Réforme de la tarification des Ehpad: le ministère consent à un "ajustement"

20 avril 2018

La ministre de la Santé et les principales fédérations d'établissements pour personnes âgées ont abouti à un consensus sur la mise en oeuvre de la réforme de la tarification des Ehpad. Décidée en 2016, cette réforme faisait l'objet de vives critiques depuis plusieurs mois. Le ministère travaille à un "ajustement", qui devrait être mis en place d'ici l'automne. 

La tension redescend d'un cran. Le ministère de la Santé a annoncé, mercredi 18 avril, consentir à un "ajustement" de la réforme controversée du financement des Ehpad. Il confirme également une mesure financière pour qu'il n'y ait pas d'établissements perdants en 2018 et 2019.
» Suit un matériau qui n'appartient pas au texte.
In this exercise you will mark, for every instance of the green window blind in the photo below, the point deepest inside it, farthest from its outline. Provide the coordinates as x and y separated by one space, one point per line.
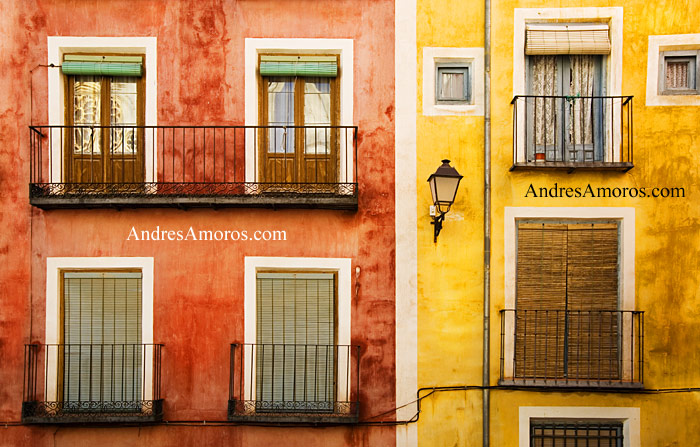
318 66
102 353
102 65
295 340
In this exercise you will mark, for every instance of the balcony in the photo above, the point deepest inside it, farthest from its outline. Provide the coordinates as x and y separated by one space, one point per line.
286 383
92 383
193 166
568 348
572 133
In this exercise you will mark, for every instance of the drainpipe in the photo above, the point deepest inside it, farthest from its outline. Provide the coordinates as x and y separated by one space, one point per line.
487 223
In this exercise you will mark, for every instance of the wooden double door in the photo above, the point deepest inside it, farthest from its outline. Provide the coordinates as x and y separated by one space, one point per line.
301 146
104 142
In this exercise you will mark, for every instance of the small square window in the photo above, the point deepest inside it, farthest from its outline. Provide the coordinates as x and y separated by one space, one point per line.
678 73
452 84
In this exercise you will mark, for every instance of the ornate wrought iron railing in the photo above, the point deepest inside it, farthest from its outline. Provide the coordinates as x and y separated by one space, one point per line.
577 348
79 383
204 165
572 132
294 383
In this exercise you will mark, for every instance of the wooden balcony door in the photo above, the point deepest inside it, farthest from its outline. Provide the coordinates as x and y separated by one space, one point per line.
299 155
105 145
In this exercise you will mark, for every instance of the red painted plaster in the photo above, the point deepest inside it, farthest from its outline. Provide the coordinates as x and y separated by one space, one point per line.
198 285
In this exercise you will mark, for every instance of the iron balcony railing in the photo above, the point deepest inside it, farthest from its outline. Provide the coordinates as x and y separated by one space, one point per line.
578 348
79 383
312 166
572 132
294 383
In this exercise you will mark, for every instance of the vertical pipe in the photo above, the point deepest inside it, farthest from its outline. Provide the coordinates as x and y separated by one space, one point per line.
487 221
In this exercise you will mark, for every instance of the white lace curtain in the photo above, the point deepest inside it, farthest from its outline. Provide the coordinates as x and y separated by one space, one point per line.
546 78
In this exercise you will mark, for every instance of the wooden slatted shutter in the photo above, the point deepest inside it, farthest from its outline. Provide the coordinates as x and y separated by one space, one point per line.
567 286
102 354
541 300
592 288
573 38
295 341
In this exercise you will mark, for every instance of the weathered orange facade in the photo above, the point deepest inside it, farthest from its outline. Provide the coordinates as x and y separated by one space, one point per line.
198 296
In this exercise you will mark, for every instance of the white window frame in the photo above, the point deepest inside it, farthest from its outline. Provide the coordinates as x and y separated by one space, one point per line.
658 46
344 48
434 57
628 416
60 45
612 64
692 59
54 270
455 67
626 218
340 266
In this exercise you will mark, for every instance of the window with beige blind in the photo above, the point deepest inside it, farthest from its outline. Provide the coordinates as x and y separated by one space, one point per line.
296 337
567 320
678 72
101 353
565 80
576 433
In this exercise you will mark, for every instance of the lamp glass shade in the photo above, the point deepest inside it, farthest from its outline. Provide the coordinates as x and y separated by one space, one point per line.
443 186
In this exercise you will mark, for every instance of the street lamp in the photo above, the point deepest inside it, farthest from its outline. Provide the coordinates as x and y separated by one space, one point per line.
443 188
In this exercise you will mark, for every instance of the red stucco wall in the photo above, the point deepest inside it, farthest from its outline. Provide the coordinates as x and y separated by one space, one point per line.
198 285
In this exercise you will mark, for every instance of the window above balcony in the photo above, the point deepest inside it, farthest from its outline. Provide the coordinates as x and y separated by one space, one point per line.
104 149
568 112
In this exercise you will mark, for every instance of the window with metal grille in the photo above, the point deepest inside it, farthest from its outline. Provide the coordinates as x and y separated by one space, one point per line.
575 434
295 368
101 353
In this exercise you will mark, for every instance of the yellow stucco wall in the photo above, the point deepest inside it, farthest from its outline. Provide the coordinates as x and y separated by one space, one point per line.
666 245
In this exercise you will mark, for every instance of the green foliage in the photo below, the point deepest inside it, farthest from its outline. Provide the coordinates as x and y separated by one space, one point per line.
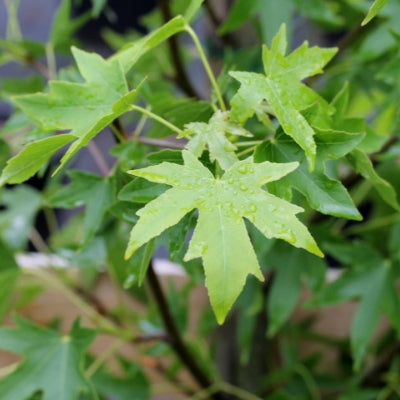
53 364
374 10
283 90
220 236
255 185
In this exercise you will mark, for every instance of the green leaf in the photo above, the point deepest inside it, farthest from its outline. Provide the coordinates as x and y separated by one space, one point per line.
192 9
213 136
9 273
97 7
131 53
141 191
84 108
374 10
363 165
281 87
32 157
324 194
220 236
241 11
93 191
52 363
139 264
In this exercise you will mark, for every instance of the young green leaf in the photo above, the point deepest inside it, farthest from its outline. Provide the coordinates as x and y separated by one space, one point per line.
31 158
192 9
220 236
374 10
84 108
53 363
131 53
213 135
97 7
323 193
281 87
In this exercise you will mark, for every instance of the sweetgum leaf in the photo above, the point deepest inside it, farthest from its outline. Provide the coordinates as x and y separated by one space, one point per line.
32 157
131 53
213 136
220 236
323 193
84 108
52 363
290 265
281 87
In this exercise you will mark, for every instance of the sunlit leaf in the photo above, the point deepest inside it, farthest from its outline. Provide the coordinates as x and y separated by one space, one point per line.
282 89
52 363
220 236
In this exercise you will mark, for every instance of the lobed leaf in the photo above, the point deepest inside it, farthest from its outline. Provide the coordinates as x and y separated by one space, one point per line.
281 87
53 363
213 136
84 108
220 236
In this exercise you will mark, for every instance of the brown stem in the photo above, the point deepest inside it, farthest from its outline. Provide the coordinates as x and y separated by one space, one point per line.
175 337
165 144
228 39
182 78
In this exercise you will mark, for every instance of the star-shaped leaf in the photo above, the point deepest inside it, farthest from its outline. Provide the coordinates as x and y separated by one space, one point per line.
213 135
281 87
220 236
325 194
52 364
84 108
372 280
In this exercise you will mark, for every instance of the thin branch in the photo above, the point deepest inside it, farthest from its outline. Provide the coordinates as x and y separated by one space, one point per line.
176 340
98 158
207 66
157 118
228 39
182 78
165 144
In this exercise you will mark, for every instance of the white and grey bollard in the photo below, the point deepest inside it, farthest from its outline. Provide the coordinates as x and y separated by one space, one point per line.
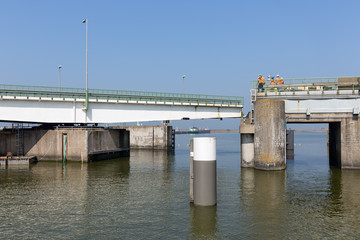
204 171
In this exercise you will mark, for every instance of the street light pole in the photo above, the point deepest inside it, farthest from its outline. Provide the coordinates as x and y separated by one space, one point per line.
59 76
86 89
183 82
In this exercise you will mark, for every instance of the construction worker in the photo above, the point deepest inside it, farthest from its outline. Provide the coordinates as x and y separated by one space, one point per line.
272 81
261 82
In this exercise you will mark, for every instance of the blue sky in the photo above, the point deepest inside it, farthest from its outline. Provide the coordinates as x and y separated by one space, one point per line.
148 45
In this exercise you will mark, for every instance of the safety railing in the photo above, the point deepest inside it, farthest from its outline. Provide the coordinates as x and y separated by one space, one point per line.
312 84
97 94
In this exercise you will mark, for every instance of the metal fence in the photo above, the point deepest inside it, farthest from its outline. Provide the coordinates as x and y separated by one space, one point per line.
332 82
63 92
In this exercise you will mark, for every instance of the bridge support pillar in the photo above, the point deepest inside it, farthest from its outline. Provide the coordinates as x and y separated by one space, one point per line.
247 143
350 143
270 135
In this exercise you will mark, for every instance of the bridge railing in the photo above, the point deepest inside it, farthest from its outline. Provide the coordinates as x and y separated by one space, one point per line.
313 84
63 92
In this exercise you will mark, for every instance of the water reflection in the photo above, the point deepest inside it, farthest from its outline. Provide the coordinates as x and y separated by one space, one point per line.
203 221
263 199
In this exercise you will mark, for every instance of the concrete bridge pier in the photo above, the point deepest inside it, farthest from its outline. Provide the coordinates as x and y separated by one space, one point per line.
344 139
270 134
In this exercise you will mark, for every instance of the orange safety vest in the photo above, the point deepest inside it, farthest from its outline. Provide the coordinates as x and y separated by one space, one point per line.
261 80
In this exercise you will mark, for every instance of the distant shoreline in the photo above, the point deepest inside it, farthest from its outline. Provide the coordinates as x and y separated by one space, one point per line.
237 131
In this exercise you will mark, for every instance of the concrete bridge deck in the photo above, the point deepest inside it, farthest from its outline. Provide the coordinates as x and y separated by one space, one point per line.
36 104
335 101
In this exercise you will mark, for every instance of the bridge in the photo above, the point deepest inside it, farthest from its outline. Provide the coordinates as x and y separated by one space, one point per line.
36 104
335 101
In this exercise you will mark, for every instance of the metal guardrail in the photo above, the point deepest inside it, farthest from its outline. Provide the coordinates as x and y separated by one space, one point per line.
63 92
301 80
301 84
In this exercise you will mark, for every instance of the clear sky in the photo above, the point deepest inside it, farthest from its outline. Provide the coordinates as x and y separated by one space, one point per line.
148 45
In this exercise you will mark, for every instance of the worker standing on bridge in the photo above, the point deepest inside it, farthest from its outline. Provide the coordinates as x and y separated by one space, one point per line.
279 80
261 82
272 82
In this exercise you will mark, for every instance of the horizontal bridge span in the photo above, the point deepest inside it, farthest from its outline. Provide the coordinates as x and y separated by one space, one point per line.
47 105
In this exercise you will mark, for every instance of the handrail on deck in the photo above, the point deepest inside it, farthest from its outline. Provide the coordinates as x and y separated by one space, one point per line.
309 84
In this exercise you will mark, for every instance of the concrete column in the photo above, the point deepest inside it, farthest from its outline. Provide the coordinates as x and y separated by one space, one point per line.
270 135
350 143
247 143
335 144
204 171
247 150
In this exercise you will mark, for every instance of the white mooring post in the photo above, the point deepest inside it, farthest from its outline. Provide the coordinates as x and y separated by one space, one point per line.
204 171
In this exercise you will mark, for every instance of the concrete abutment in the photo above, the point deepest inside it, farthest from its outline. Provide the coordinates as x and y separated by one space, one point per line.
73 144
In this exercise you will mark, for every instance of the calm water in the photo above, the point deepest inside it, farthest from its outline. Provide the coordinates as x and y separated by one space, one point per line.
148 197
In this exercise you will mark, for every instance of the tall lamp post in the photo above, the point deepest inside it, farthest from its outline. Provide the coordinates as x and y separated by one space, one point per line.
183 82
59 76
86 89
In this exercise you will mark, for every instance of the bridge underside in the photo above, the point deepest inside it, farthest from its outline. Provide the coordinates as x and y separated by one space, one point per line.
62 111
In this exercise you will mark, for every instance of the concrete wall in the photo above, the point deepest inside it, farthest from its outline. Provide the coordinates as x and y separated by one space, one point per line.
80 142
350 143
149 137
335 144
270 134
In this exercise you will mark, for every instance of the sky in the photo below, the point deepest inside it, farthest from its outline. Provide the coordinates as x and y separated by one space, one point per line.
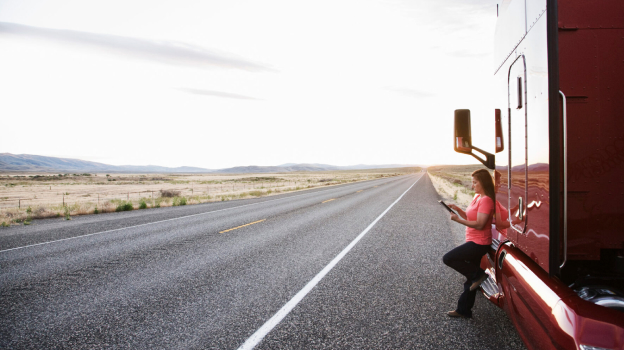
217 84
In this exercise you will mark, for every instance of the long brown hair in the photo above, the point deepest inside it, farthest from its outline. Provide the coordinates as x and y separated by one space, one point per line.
485 178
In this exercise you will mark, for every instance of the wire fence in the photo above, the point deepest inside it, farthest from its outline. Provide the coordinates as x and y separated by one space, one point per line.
40 198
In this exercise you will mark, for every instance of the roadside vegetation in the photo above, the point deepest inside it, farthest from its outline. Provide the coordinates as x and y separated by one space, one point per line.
454 182
24 198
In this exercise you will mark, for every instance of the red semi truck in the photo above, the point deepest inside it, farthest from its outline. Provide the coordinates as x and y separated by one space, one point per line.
557 262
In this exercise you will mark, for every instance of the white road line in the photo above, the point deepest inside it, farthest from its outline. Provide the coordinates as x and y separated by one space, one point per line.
257 337
157 222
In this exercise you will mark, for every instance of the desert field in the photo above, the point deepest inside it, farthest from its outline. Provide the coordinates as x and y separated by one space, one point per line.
453 182
24 197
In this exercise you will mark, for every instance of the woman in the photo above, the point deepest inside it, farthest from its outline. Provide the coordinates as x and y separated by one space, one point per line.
466 258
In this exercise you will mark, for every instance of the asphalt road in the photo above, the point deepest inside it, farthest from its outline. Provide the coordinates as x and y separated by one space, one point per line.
213 276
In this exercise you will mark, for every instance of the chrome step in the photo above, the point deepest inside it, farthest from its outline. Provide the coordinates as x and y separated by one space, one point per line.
489 286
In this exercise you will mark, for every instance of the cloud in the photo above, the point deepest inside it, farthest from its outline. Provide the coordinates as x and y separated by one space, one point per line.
410 92
467 53
215 93
174 53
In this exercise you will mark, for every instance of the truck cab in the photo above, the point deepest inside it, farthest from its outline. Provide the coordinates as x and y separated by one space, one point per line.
557 260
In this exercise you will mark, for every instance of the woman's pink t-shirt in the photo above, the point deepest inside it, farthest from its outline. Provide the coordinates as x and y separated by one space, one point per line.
485 205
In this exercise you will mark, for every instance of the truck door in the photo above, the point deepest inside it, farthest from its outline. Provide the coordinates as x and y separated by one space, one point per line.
517 171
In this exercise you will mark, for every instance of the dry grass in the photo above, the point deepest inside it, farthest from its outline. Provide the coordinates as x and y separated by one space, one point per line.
453 182
49 195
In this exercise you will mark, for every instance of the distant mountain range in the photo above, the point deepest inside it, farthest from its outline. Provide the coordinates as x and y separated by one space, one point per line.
33 163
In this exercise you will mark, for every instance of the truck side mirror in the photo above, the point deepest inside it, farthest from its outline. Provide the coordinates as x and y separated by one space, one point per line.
500 144
463 138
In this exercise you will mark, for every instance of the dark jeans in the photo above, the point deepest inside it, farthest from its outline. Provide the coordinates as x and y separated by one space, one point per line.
466 259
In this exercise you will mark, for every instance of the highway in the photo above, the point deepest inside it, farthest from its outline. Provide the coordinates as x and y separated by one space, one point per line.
355 266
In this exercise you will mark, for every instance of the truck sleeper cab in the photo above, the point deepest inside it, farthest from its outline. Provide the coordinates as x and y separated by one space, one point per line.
557 263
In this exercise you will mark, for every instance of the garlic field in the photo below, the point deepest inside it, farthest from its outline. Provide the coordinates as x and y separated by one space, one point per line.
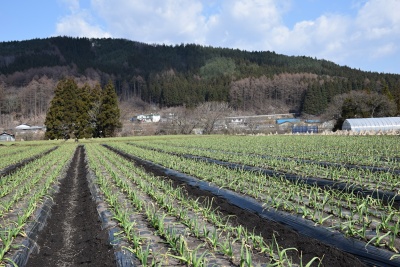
218 200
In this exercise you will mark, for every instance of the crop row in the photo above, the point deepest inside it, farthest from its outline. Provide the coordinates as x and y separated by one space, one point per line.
23 191
12 155
185 229
357 150
368 219
361 177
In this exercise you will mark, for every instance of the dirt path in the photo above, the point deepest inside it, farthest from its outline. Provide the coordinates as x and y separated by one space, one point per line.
73 234
286 237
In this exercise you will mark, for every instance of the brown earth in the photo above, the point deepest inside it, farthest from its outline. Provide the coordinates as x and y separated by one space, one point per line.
286 237
73 235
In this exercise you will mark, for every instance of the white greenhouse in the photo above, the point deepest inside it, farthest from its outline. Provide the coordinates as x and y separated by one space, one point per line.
372 124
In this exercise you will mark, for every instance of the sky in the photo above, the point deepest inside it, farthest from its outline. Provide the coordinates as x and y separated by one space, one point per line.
361 34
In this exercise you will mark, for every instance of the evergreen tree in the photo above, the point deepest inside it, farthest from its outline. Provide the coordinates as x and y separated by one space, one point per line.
61 117
108 118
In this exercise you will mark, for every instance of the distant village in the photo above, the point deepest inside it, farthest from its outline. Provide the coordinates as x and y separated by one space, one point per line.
287 123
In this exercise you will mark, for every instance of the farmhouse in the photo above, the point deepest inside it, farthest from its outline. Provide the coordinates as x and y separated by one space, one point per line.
148 118
27 128
372 124
7 137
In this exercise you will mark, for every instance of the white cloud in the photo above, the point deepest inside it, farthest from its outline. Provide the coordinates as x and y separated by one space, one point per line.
79 23
154 21
373 31
78 26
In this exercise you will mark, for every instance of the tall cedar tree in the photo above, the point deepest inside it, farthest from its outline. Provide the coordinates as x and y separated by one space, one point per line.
109 112
82 112
62 115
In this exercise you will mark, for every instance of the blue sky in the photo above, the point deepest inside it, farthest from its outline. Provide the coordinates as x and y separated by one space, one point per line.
362 34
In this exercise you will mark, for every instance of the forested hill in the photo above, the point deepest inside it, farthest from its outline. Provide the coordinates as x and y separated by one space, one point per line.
259 82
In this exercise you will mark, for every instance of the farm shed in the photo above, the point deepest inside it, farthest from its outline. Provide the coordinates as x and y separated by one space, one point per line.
372 124
305 129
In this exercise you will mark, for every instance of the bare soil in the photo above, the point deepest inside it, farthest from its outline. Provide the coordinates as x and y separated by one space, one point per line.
285 236
73 234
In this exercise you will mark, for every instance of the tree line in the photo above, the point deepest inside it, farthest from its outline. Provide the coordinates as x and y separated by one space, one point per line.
82 112
182 75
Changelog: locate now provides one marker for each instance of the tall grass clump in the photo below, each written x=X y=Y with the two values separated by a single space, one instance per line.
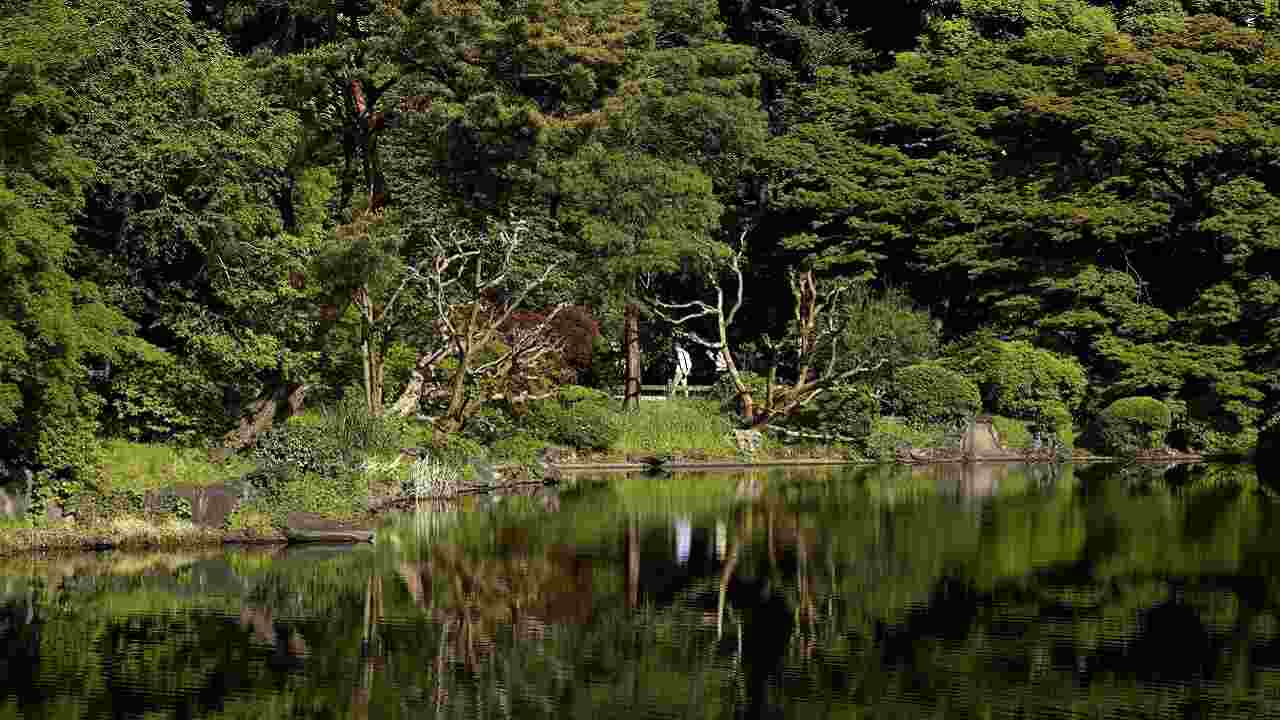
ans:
x=673 y=425
x=433 y=477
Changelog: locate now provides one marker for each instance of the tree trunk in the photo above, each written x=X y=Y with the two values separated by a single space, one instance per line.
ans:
x=455 y=415
x=631 y=346
x=376 y=377
x=412 y=393
x=278 y=404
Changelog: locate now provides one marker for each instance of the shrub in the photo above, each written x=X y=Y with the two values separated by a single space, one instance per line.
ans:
x=460 y=449
x=584 y=425
x=355 y=429
x=676 y=425
x=1022 y=381
x=1013 y=433
x=302 y=449
x=932 y=393
x=519 y=447
x=577 y=418
x=844 y=410
x=1134 y=423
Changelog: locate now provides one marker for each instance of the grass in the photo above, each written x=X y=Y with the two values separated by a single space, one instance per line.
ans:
x=673 y=425
x=122 y=532
x=136 y=466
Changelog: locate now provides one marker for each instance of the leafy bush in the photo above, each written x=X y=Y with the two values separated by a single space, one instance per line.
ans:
x=1130 y=424
x=302 y=449
x=846 y=410
x=341 y=496
x=1022 y=381
x=933 y=393
x=460 y=449
x=584 y=425
x=1013 y=433
x=888 y=434
x=520 y=447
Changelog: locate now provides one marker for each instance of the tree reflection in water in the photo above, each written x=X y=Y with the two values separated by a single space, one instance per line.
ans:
x=995 y=591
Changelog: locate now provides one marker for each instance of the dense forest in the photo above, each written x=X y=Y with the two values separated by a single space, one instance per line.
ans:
x=214 y=213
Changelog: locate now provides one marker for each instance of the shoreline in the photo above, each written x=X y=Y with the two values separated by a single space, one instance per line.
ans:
x=172 y=534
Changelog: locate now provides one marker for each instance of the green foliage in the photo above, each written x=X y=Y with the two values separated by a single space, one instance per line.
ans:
x=352 y=427
x=580 y=418
x=725 y=391
x=55 y=326
x=124 y=465
x=891 y=434
x=519 y=447
x=460 y=450
x=343 y=495
x=846 y=410
x=882 y=326
x=302 y=449
x=933 y=393
x=1013 y=433
x=676 y=425
x=1130 y=424
x=1022 y=381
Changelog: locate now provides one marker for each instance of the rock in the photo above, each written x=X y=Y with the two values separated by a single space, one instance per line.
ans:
x=748 y=441
x=210 y=505
x=309 y=527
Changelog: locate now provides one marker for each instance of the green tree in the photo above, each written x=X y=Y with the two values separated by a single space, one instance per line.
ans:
x=54 y=327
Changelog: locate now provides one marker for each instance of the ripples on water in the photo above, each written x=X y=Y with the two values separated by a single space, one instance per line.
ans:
x=868 y=592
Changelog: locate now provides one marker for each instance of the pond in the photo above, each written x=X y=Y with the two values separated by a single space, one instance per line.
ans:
x=997 y=591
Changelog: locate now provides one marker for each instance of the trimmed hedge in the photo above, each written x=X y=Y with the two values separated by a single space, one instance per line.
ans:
x=1130 y=424
x=932 y=393
x=579 y=418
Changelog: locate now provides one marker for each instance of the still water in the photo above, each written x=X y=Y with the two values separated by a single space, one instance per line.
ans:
x=853 y=592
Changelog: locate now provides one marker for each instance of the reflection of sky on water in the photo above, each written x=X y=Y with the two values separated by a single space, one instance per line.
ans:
x=868 y=592
x=684 y=540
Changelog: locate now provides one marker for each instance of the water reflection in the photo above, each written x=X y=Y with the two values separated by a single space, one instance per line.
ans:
x=991 y=591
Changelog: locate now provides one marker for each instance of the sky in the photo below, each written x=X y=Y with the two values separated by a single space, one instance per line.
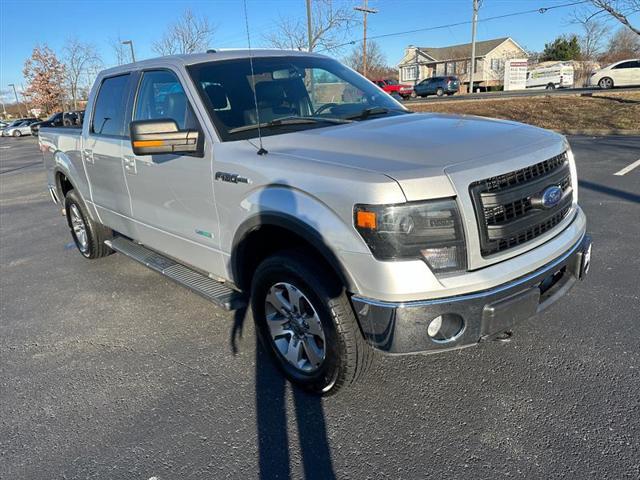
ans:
x=26 y=23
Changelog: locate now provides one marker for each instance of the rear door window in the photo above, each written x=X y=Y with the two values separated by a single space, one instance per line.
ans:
x=110 y=107
x=161 y=96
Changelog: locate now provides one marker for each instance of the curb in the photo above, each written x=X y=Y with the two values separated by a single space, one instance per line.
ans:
x=594 y=132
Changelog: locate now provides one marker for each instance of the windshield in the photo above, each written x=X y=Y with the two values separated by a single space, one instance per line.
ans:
x=320 y=90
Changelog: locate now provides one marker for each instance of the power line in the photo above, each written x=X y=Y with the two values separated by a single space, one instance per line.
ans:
x=540 y=10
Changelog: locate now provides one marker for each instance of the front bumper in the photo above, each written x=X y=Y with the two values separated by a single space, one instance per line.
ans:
x=403 y=327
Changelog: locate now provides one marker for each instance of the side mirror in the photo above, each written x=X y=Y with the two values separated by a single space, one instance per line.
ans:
x=149 y=137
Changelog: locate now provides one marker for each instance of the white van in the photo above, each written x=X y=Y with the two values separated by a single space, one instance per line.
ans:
x=559 y=75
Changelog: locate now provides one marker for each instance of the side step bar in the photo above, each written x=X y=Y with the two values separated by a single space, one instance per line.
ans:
x=210 y=289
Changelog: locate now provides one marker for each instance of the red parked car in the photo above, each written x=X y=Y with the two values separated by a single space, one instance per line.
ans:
x=391 y=86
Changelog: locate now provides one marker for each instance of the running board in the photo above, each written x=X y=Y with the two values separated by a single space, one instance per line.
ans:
x=210 y=289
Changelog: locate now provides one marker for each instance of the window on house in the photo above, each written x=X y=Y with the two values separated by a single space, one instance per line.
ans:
x=497 y=64
x=410 y=73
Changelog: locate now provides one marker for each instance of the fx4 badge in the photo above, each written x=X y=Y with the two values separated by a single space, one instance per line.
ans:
x=231 y=178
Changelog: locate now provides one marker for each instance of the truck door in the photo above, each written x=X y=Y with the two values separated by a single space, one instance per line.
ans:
x=172 y=194
x=102 y=153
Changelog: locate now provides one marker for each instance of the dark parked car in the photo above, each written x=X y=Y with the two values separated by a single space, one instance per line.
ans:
x=60 y=119
x=437 y=86
x=391 y=86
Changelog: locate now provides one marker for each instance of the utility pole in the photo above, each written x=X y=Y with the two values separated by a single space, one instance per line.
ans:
x=309 y=29
x=365 y=11
x=130 y=43
x=16 y=95
x=474 y=22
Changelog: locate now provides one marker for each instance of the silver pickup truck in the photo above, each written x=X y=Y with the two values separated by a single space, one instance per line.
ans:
x=350 y=224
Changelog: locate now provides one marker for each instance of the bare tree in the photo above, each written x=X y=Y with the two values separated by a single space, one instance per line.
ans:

La réforme en question, votée sous le précédent quinquennat et poursuivie par l'actuelle majorité, inquiète le personnel des Ehpad depuis plusieurs mois. Elle vise à faire converger progressivement, de 2017 à 2023, les budgets des Ehpad publics et ceux du privé concernant les enveloppes "soins" (financées par l'Assurance maladie) et "dépendance" (financées par les départements).

Le volet "dépendance" de la réforme, fortement contesté, a déclenché deux journées inédites de grève parmi les salariés des maisons de retraite médicalisées, les 30 janvier et 15 mars derniers. 

Un consensus trouvé avec les fédérations d'Ehpad

Pour tenter de débloquer la situation, Agnès Buzyn, ministre des Solidarités et de la Santé a entamé des négociations avec les principales fédérations du secteur de l'hébergement des personnes âgées. Elle a également rencontré le président de l'Assemblée des départements de France (ADF), Dominique Bussereau. "Nous sommes en train de trouver une solution pour qu'il n'y ait aucun Ehpad perdant avec la nouvelle tarification", avait déclaré Mme Buzyn la semaine dernière.

Dans un communiqué, le ministère des Solidarités et de la Santé a confirmé mercredi qu'un "consensus" avait été trouvé avec les principales fédérations d'Ehpad. 

Une réforme pénalisante pour certains Ehpad

La ministre a suivi les préconisations du médiateur Pierre Ricordeau, qui avait été nommé fin janvier par le gouvernement. Dans son rapport, ce dernier avait souligné que les effets de la réforme, dans son volet "dépendance", n'avaient "pas été anticipés". Pire, qu'ils impactaient négativement "une partie minoritaire mais très significative" des Ehpad. "Après la réforme, 20 à 25 % des établissements se retrouvent avec une recette nette en baisse", avait précisé le médiateur. 

Agnès Buzyn a annoncé la mise en place d'une mesure financière de neutralisation des effets de baisse des recettes au titre de la dépendance, pour les années 2018 et 2019. Cette mesure sera intégrée dans la circulaire de campagne tarifaire qui sera adressée aux agences régionales de santé dans les prochains jours.

Des réunions de travail seront prochainement organisées afin d'aboutir d'ici l'automne à un ajustement du décret relatif au tarif dépendance. Agnès Buzyn a également annoncé qu'elle souhaitait intégrer dans la tarification "la valorisation des actions de prévention de la perte d'autonomie" menées par les établissements. La ministre doit présenter "en avril" une feuille de route sur la prise en charge des personnes âgées. 

"Un pas en avant"

Interrogé par l'AFP, le président de l'association des directeurs au service des personnes âgées (AD-PA) a salué "un pas en avant". "On était dans une période de crispation totale, on rentre dans une période de dialogue", s'est félicité Pascal Champvert, tout en ajoutant qu'il fallait avancer rapidement sur certains dossiers, dont celui du maintien à domicile. 

Pascal Champvert s'est également interrogé sur le financement d'une prise en charge pérenne de la dépendance, alors que la piste d'une deuxième journée de solidarité fait débat.